Diffusion models have recently brought a powerful revolution in image generation. Despite showing impressive generative capabilities, most of these models rely on the current sample to denoise the next one, possibly resulting in denoising instability. In this paper, we reinterpret the iterative denoising process as model optimization and leverage a moving average mechanism to ensemble all the prior samples. Instead of simply applying moving average to the denoised samples at different timesteps, we first map the denoised samples to data space and then perform moving average to avoid distribution shift across timesteps. In view that diffusion models evolve the recovery from low-frequency components to high-frequency details, we further decompose the samples into different frequency components and execute moving average separately on each component. We name the complete approach "Moving Average Sampling in Frequency domain (MASF)". MASF could be seamlessly integrated into mainstream pre-trained diffusion models and sampling schedules. Extensive experiments on both unconditional and conditional diffusion models demonstrate that our MASF leads to superior performances compared to the baselines, with almost negligible additional complexity cost.

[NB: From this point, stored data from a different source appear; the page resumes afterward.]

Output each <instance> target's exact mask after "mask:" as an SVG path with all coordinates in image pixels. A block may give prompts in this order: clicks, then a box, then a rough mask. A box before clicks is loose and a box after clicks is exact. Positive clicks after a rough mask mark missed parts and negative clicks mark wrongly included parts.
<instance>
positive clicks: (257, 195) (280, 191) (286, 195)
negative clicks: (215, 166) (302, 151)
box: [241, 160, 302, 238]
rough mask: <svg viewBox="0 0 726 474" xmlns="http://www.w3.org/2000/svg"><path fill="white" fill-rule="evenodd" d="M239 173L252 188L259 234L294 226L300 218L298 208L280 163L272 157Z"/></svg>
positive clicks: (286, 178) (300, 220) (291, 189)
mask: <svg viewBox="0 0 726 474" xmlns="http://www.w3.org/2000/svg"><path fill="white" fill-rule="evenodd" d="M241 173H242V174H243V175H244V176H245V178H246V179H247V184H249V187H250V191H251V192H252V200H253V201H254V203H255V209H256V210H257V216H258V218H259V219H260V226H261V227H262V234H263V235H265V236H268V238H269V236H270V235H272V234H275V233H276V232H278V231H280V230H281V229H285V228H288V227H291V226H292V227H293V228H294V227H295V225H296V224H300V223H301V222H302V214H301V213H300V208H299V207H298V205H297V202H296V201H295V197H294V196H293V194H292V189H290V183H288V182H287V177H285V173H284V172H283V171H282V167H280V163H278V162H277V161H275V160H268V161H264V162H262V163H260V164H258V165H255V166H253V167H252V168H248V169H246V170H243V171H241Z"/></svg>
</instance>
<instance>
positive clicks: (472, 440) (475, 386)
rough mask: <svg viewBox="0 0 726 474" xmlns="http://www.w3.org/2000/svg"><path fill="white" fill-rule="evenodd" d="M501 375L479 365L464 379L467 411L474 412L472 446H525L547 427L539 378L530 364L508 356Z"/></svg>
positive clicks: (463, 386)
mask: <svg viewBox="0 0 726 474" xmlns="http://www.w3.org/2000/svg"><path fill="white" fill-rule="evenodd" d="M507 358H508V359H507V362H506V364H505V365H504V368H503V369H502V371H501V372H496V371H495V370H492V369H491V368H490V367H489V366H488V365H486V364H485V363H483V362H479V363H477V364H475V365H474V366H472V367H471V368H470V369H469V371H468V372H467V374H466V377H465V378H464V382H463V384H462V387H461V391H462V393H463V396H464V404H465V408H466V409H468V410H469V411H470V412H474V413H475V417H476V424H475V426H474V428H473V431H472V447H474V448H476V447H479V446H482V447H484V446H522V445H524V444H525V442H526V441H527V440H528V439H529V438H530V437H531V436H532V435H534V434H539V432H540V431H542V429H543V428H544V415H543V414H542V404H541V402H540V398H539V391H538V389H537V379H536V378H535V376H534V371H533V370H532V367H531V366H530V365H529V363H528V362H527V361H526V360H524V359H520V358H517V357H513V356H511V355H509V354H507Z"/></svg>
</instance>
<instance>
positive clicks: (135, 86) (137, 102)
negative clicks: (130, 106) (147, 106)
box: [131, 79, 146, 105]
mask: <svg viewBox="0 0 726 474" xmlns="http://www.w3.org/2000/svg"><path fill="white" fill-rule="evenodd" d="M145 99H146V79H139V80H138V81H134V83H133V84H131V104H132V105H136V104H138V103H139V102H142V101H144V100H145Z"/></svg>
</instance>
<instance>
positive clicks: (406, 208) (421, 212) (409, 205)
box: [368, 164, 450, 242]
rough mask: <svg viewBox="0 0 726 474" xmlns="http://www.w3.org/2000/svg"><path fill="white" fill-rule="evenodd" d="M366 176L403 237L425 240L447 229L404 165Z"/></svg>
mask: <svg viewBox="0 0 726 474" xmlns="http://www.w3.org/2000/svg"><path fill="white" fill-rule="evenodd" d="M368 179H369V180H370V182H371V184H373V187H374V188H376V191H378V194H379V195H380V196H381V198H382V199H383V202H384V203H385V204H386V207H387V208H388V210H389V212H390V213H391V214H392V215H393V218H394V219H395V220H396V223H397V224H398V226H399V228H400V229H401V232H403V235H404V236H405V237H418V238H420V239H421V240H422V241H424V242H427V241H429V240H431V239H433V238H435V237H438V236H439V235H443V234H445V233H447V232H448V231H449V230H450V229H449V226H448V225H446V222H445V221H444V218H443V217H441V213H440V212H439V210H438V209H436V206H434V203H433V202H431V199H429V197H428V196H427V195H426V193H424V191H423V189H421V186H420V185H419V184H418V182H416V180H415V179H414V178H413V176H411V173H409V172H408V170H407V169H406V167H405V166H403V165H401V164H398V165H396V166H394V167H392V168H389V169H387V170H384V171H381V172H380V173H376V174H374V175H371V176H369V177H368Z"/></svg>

翻译：扩散模型近期在图像生成领域引发了重大革命。尽管这些模型展现出令人瞩目的生成能力，但大多数模型依赖当前样本对下一步进行去噪，可能导致去噪不稳定性。本文将迭代式去噪过程重新解读为模型优化，并利用滑动平均机制集成所有先验样本。不同于简单地对不同时间步长的去噪样本直接应用滑动平均，我们首先将去噪样本映射到数据空间，然后执行滑动平均以避免跨时间步长的分布偏移。鉴于扩散模型遵循从低频分量到高频细节的渐进式恢复规律，我们进一步将样本分解为不同频率分量，并对每个分量分别执行滑动平均。我们将完整方法命名为"频域滑动平均采样（MASF）"。MASF可无缝集成到主流预训练扩散模型与采样策略中。在无条件和条件扩散模型上的大量实验表明，相较于基线方法，我们的MASF在几乎不增加额外复杂度的情况下取得了更优的性能。